By Malangba Bangormayum
Father called me that morning. He had been wondering and trying to get hold of ‘whom’ that his grandson, my son reminded him of. He felt that his grandson of two and half months had a similarity with someone familiar to him. But he could not figure out who that was until that moment. Finally, it dawned on him that it was Tintin, the graphic character. I sent a photograph of my son. The likeness was in the characteristic tuft of hair that Tintin has – that tuft of hair that stands on his crown and which not even the most devilish scenarios that Tintin undergoes, in his adventures,could disturb. Whether on the moon or on the driest desert or deep beneath the oceans the tuft of hair stands upright. My son had that tuft of hair.
That was three years ago. My son does not have Tintin’s hairdo anymore. It is gone with the shaving that he had last year when he got his ears pierced. Still, some of his aunts affectionately call him by that name Tintin. They wondered how his hair grows like that. I was asked the rhetorical question why he had that hairdo. Did Hergè, the creator of the character, face this question?I have come up with a theory to explain the phenomenon of this standing tuft of hair. My son has two hair-whorls on his crown. Most of us have a single spiral thingy on our crown. My son has two that revolve in opposite directions – one clockwise, the other anti-clockwise. The two whorls collide and where this happens the hair stands up because that is the resolution of the two conflicting hair forces giving that characteristic Tintin hair style. I have no idea whether Hergè’s Tintin has two hair-whorls to explain the character’s hairdo but in the case of my son,this fact of two hair-whorls spiralling in opposite directions explains the phenomenon. Different cultures attach different meanings to the phenomenon. Some cultures like ours take it to be a sign of a womaniser in the making; some take it to be a sign of an angry disposition.

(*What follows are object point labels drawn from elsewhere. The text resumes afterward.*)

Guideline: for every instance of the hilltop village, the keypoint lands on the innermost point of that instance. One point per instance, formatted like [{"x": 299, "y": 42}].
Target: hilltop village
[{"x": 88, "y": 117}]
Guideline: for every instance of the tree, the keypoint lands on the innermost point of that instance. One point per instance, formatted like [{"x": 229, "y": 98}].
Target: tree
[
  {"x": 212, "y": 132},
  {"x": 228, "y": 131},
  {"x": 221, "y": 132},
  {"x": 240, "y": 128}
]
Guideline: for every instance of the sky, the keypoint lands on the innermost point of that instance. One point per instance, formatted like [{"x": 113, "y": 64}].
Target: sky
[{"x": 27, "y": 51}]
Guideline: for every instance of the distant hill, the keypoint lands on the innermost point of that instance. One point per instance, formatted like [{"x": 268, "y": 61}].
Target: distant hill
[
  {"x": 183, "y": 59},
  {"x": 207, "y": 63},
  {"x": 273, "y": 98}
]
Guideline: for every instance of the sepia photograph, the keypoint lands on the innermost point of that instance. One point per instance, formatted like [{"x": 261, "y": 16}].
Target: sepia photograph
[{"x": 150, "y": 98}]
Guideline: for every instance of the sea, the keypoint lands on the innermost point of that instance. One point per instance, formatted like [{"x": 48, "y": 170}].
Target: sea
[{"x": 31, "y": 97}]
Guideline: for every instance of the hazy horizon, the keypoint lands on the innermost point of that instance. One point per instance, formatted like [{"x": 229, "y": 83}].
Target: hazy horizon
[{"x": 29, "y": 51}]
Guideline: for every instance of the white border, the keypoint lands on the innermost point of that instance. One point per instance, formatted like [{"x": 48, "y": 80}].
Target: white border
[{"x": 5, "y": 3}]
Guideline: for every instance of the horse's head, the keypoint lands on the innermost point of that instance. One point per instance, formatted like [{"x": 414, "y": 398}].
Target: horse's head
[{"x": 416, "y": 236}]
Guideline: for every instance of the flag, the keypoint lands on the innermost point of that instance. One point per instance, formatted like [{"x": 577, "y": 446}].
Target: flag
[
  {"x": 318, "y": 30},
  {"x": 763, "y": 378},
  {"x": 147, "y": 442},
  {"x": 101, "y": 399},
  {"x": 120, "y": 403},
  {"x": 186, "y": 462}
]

On my laptop, I have a collection of animated cartoons, videos and stuffs that he likes. Amongst them are some Tintin animations. I happen to watch with him the animation of “Tintin in Tibet”. His mother does not approve my habit to let him watch cartoons when I need some time of my own.I had on many occasions given lectures to parents about the harm that watching TV can have on the formative stages of a child. I have read enough on the lasting negative effects on the behaviour of children that watches TV for long periods. Letting them watch TV while having food has been singled out as having dire consequences. Giving advice is such an easy thing. Here, I am feeding him his breakfast as we watch animated cartoons together.
There are Japanese, Spanish, French, and some other language speaking cartoons in the collection. My son has been on the slow side of picking up language skills. The accusing finger has been pointed to me based on the belief that I have confused the kid with these languages. He can’t make up his mind what to speak, which language to speak, they say. I do share the concern. Kids in my extended family who have grown before our eyes have shown extraordinary precocity regarding language acquisition. My nephew, my brother’s son spoke full sentences before he could stand. My uncle’s son called me by name when he was still on his mother’s back. The stark difference between them and our son made us all the more worried. His mother did searches on the internet. We went to the paediatrician, who advised us that there is nothing to worry and, most importantly, not to show worry regarding this to the kid. He said kids‘somehow’ knowand feel the worry of others, in some cases even before they could speak. Here was someone trained in such a rigorous science as medicine speaking, having reconciled with himself that there are things yet unexplained in the ‘somehow’.
His mother complains that I still keep these cartoons. I do not have the heart to delete them. In “Tintin in Tiblet”, Tintin comes to Tibet in search for his young Chinese friend Chang who was on an ill-fated aircraft which met with an accident on the Himalayas. The rescue team had given up on finding anyone alive. Everyone – Captain Haddock, Chayng’s family- had lost all hope of findin Chang alive. Tintin against all the good reasons, felt something that made him risk his life to go and search for him. Hergé, who has given Tintin the faculty of a logical mind has enriched him with this side of human beings: faith. In a disenchanted world Hergé gives a chance to enchantment. In a world where there is no more faith in faith, he asserted faith through Tintin. Hergé’s empathy for the unexplained, about what the modern man calls superstition, about religion in this story uncovers a lack in the hard-headed, stubborn scholarly reductions of such things as nonsense and nonsensical.
I don’t know how my son would grow up. I don’t know his destiny. Would it be as the two hair-whorls predict? I don’t know. But I have a wish, a father’s wish. I wish he grows to have the heart of Tintin which harbours hope, faith and warmth despite all odds against them. A tall wish I know.